Edge AI
AI processing performed on local devices — smartphones, IoT sensors, cameras, embedded systems, vehicles — rather than in the cloud. Edge AI keeps data local, reduces latency, and enables real-time decisions, but introduces governance challenges around update management, monitoring, and hardware constraints.
Why It Matters
Edge AI trades centralized control for speed and privacy. Governance teams must address how to update models deployed on thousands of devices, how to monitor for drift without centralized logging, and how to ensure consistent behavior across heterogeneous hardware.
Example
A fleet of autonomous delivery robots runs computer vision AI on-device for real-time navigation.

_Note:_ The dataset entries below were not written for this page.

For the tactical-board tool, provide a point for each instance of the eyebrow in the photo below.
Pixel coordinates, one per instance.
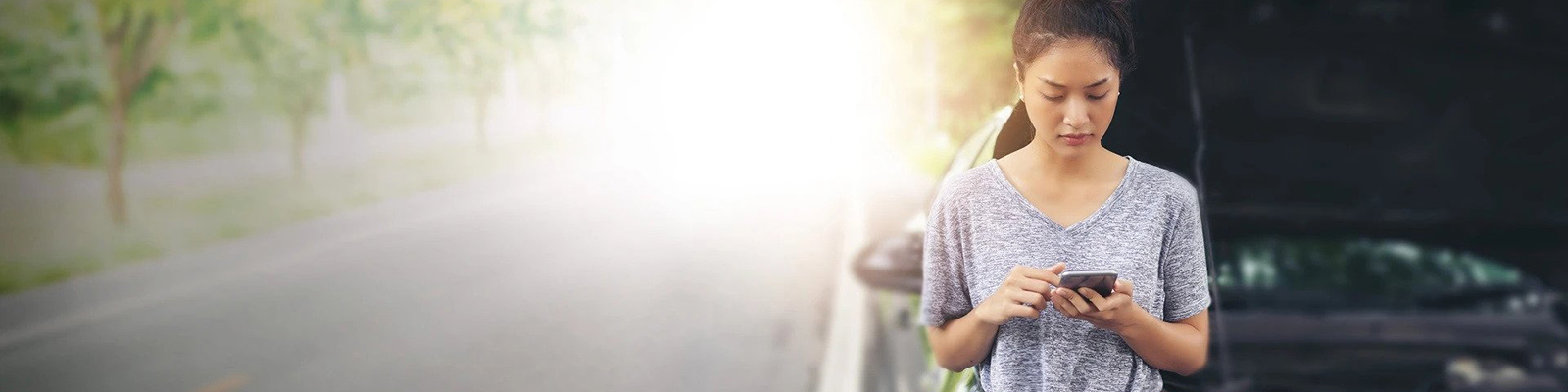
(1058, 85)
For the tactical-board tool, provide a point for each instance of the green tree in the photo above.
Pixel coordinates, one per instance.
(292, 52)
(135, 35)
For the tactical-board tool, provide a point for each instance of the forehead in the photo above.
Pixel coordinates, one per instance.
(1071, 62)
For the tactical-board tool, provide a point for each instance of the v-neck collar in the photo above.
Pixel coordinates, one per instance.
(1126, 177)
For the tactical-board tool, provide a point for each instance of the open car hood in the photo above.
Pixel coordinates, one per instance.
(1424, 129)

The governance challenge: how to push model updates safely to 500 robots in the field, monitor for performance degradation without transmitting video back to the cloud, and handle incidents when a robot makes a bad decision offline.
Think of it like...
Edge AI is like franchising — you distribute your operations (AI models) to many locations (devices), gaining speed and reach, but you lose the centralized control that made quality assurance straightforward.
Related Terms
Computer Vision
A field of AI that trains computers to interpret and understand visual information from the world — images, videos, and real-time camera feeds. It enables machines to 'see' and make decisions based on what they see.
Model Drift
The gradual degradation of a model's predictive performance over time as the real-world environment changes. Model drift can be caused by data drift, concept drift, or both.
Post-Market Monitoring
Ongoing surveillance of an AI system's performance, safety, and compliance after it has been deployed to production. Required under the EU AI Act for high-risk systems, post-market monitoring ensures that AI systems continue to meet their intended specifications as real-world conditions change.